Weavetech

The Beauty of Weaving - The Intertwining of Warp and Weft threads

The Beauty of Weaving - The Intertwining of Warp and Weft threads

The Beauty of Weaving - The Intertwining of Warp and Weft threads

The Art of Weaving

The art or craft of forming fabric or cloth by interlacing threads is the art of weaving. This art is one of the oldest existing methods in the world. The traditional and natural process of hand-weaving and using looms are slowly and gradually taking an advanced shape with the new development of machines in the textile industry. The art can be traced back to the Neolithic age, an approximate 12,000 years ago, when the basic technique of weaving was applied to intertwine branches and twigs to build fences, shelters and baskets for protection.

Weaving, in the early ages, was known as a women’s craft. Women who stayed at home to look after their houses and children used to start spinning and weaving yarns, whenever they could. A distaff is a tool used to hold the bundle of fibres, such as flax or wool.
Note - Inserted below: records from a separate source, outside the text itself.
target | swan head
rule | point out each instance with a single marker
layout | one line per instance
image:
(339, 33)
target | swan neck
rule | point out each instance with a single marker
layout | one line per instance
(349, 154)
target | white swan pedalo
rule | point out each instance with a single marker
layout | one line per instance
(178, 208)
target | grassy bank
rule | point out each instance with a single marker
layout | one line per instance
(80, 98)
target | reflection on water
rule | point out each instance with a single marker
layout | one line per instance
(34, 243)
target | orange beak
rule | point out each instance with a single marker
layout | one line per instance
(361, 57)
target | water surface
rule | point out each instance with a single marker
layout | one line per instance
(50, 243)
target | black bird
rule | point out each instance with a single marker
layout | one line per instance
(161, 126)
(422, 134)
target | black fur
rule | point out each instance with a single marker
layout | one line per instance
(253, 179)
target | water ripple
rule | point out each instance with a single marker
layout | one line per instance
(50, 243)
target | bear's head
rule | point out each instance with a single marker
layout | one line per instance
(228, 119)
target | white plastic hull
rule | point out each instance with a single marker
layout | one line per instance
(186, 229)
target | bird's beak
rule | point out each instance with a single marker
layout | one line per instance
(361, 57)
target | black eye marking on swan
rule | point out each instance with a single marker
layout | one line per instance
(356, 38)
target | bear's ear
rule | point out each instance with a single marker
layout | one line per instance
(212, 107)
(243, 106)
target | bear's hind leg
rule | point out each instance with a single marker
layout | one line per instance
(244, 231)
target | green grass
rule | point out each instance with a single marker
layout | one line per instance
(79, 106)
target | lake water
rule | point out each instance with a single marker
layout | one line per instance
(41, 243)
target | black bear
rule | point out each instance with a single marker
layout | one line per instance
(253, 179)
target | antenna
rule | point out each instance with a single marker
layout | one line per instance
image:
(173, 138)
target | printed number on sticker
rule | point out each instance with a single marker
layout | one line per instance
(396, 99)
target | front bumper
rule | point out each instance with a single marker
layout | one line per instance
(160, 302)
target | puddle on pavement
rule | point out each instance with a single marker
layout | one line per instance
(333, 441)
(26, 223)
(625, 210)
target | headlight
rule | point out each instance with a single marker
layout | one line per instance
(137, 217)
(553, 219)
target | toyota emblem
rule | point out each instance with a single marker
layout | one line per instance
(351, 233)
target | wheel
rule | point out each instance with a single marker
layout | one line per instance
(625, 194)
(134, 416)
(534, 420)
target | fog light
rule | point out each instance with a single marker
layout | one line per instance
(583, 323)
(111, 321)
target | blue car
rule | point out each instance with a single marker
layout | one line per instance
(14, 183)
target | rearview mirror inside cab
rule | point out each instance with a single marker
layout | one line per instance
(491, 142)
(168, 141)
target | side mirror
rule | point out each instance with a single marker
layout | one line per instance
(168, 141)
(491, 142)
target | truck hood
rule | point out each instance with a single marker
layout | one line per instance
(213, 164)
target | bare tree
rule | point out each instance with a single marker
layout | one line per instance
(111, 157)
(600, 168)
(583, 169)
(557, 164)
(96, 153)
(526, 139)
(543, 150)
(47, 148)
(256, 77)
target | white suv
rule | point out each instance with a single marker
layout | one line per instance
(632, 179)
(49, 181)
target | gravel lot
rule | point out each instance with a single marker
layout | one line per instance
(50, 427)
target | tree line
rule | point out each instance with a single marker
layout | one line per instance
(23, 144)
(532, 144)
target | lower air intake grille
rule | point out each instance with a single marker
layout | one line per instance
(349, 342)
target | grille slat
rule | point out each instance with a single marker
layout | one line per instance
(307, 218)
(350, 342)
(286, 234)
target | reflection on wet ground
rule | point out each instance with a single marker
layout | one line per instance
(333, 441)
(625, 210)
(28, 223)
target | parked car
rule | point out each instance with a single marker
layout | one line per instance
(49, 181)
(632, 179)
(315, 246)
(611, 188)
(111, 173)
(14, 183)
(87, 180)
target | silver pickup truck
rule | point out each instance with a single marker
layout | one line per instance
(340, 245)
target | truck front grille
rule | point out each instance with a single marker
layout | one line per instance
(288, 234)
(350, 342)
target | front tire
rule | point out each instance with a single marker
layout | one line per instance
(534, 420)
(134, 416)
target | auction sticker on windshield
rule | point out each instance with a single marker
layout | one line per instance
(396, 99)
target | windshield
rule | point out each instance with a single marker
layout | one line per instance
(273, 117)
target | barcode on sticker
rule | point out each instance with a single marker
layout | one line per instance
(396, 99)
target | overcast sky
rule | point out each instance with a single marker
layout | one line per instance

Spinning was a simple and everyday activity performed by women, due to which the distaff became the emblem of women’s work or domain in the family. 

In Greek mythology, weaving is sometimes believed to be the centre of creation; as symbolized by the Fates or Moirai, a group of three weaving goddesses who assign individuals the destinies at their birth. Their names are Clotho (the Spinner- who spins us into being), Lachesis (the Assigner – who weaves our fate) and Atropos (the Inflexible- who cuts the thread of our lives).  These Fates or Moirai represented the cycle of life, that especially stood for Birth, Life and Death.

Warp and Weft in Weaving

Weaving is a craft where we see two threads, warp and weft, intertwining and embracing each other in a beautiful romance to result in fabric or cloth. In the process of weaving, warp threads are strung vertically over the loom, providing the foundation for weaving, and the weft threads run up and down around the warp threads to create the design. All types of weaving involve warp threads and weft threads.

 

A most common weaving method is the simple weave, in which the weft yarn goes alternately above and below the warp yarn and creates a flat surface that allows the patterns to get easily printed. Other two types are Basket weaving and Twill weaving, where one has a checkerboard pattern, and the other builds a strong, heavy, denim-like fabric. 

“To produce the textile, these two threads must be bound, otherwise, each will remain fragile and fluttering potentiality…if the meeting of opposites does not take place, nothing is created, for each element is defined by its opposite and takes its meaning from it.” (ZATI- The Art of Weaving a Life).

The way these yarns go crossing and come out to form a fabric- symbolizes relationships we build and hold in this world. Nothing is created without weaving– be it motherhood, fatherhood, childhood, sisterhood, brotherhood, friendship, or a love relationship.